On Kristen Ravn's independent position, her strong character, her rare courage, on her knowledge, gifts, and energy, many, especially women, had built up a future for the cause of Woman. Had she not already written fearlessly for it? Her tendency towards eccentricity and paradox would soon have worn off, they thought, as the struggle carried her forward, and at last she might have become one of the first champions of the cause. All that was noblest and best in Kristen must predominate in the end.

And now the few who seek to explain life's perplexities rather than to condemn them discovered--Some of them, that the defiant tone of her writings and her love of opposition bespoke a degree of vanity sufficient to have led her into fallacy. Others maintained that hers was essentially a romantic nature which might cause her to form a false estimate both of her own powers and of the circumstances of life. Others, again, had heard something of how this husband and wife lived, one in each wing of the house, with different staffs of servants, and with separate incomes; that she had furnished her side in her own way, at her own expense, and had apparently conceived the idea of a new kind of married life. Some people declared that the great lime-trees near the mansion at Hellebergene were alone responsible for the marriage. They soughed so wondrously in the summer evenings, and the sea beneath their branches told such enthralling stories. Those grand old woods, the like of which were hardly to be found in impoverished Norway, were far dearer to her than was her husband.

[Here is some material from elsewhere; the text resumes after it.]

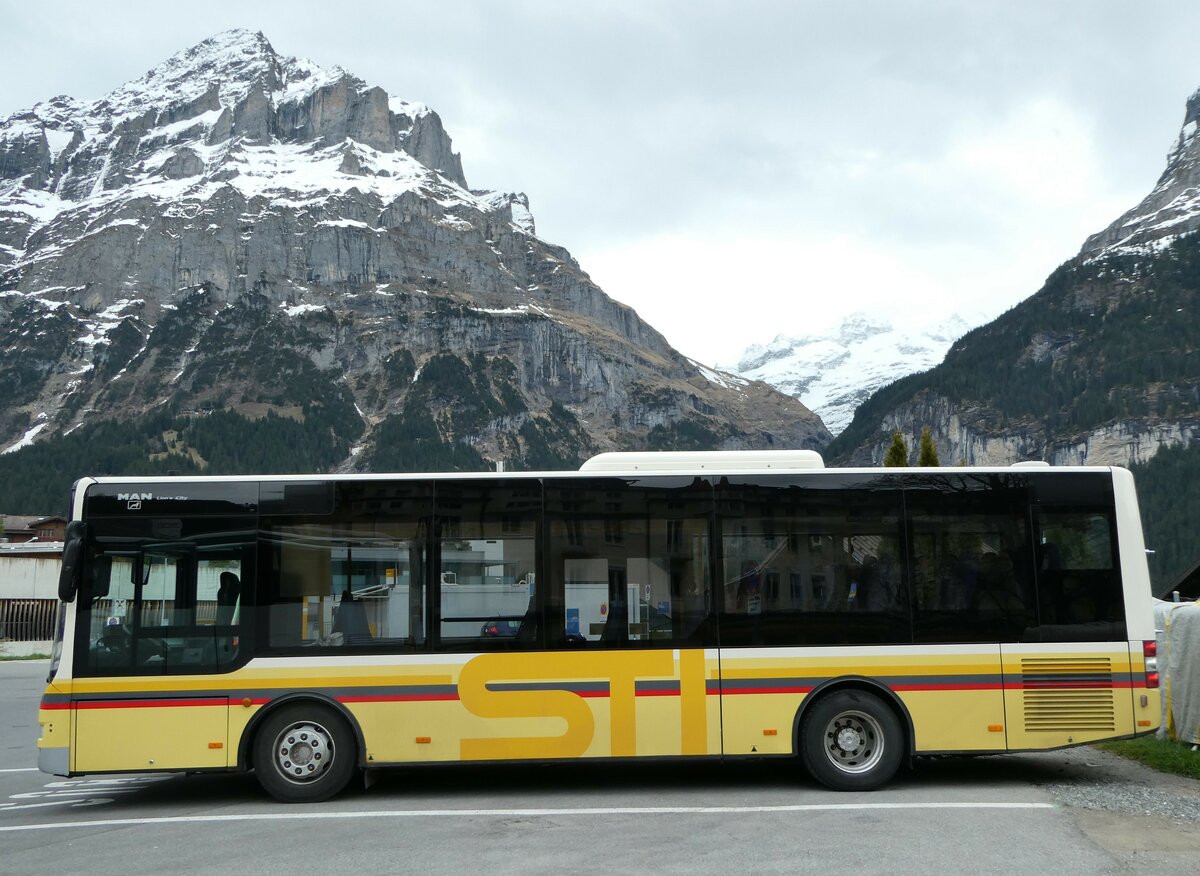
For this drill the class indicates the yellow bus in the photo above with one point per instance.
(717, 605)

Her imagination had been taken captive by the trees, and thus Harald Kaas had taken HER. The estate, the climate, the exclusive possession of her part of the house: this was the bait which she had chosen. Harald Kaas was only a kind of Puck who had to be taken along with it. But it is doubtful whether this conjecture was any nearer the truth. No one ever really knew. She was not one of those whom it is easy to catechise.

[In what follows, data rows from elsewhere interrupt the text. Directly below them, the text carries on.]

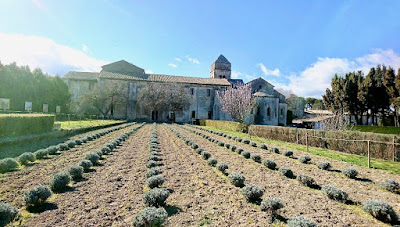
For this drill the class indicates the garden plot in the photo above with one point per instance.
(364, 187)
(200, 195)
(110, 195)
(297, 199)
(13, 184)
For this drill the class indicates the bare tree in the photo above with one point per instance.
(102, 98)
(163, 97)
(237, 102)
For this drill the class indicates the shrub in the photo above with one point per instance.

Every one wearies at last of trying to solve even the most interesting of enigmas. No one could tolerate the sound of her name when, four months after her marriage, she was seen in a stall at the Christiania Theatre just as in old days, though looking perhaps a little paler. Every opera-glass was levelled at her. She wore a light, almost white, dress, cut square as usual. She did not hide her face behind her fan. She looked about her with her wondering eyes, as though she was quite unconscious that there were other people in the theatre or that any one could be looking at her. Even the most pertinacious were forced to concede that she was both physically and mentally unique, with a charm all her own.

But just as she had become once more the subject of general conversation, she disappeared. It afterwards transpired that her husband had fetched her away, though hardly any one had seen him. It was concluded that they must have had their first quarrel over it.

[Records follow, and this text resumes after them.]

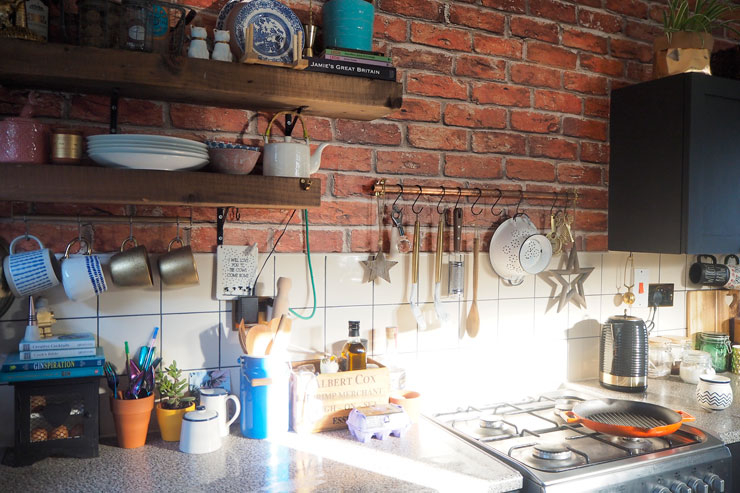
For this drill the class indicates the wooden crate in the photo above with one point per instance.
(341, 392)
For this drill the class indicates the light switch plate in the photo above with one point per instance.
(641, 288)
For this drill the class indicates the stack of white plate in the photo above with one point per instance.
(147, 152)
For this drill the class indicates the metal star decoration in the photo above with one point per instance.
(379, 267)
(572, 291)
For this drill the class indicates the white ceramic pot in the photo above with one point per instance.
(200, 432)
(714, 392)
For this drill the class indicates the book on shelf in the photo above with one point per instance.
(353, 69)
(62, 341)
(25, 376)
(15, 361)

Accurate information about their joint life was never obtained. The attempts of her relations to force themselves upon them were quite without result, except that they found out that she was enceinte, notwithstanding her utmost efforts to conceal the fact.

She sent neither letter nor announcement; but in the summer, when she was next seen in Christiania, she was wheeling a perambulator along Karl Johan Street, her eyes as wondering as though some one had just put it between her hands. She looked handsomer and more blooming than ever.

In the perambulator lay a boy with his mother's broad forehead, his mother's red hair. The child was charmingly dressed, and he, as well as the perambulator, was so daintily equipped, so completely in harmony with herself, that every one understood the reply that she gave, when, after the usual congratulations, her acquaintances inquired, "Shall we soon have a new story from you?"--she answered, "A new story? Here it is!"

But, notwithstanding the unalloyed happiness which she displayed here, it could no longer be concealed that more often than not she was absent from home, and that she never mentioned her husband's name. If any one spoke of him to her, she changed the subject. By the time that the boy was a year old, it had become evident that she contemplated leaving Hellebergene entirely. She had been in Christiania for some time and had gone home to make arrangements, saying that she should come back in a few days.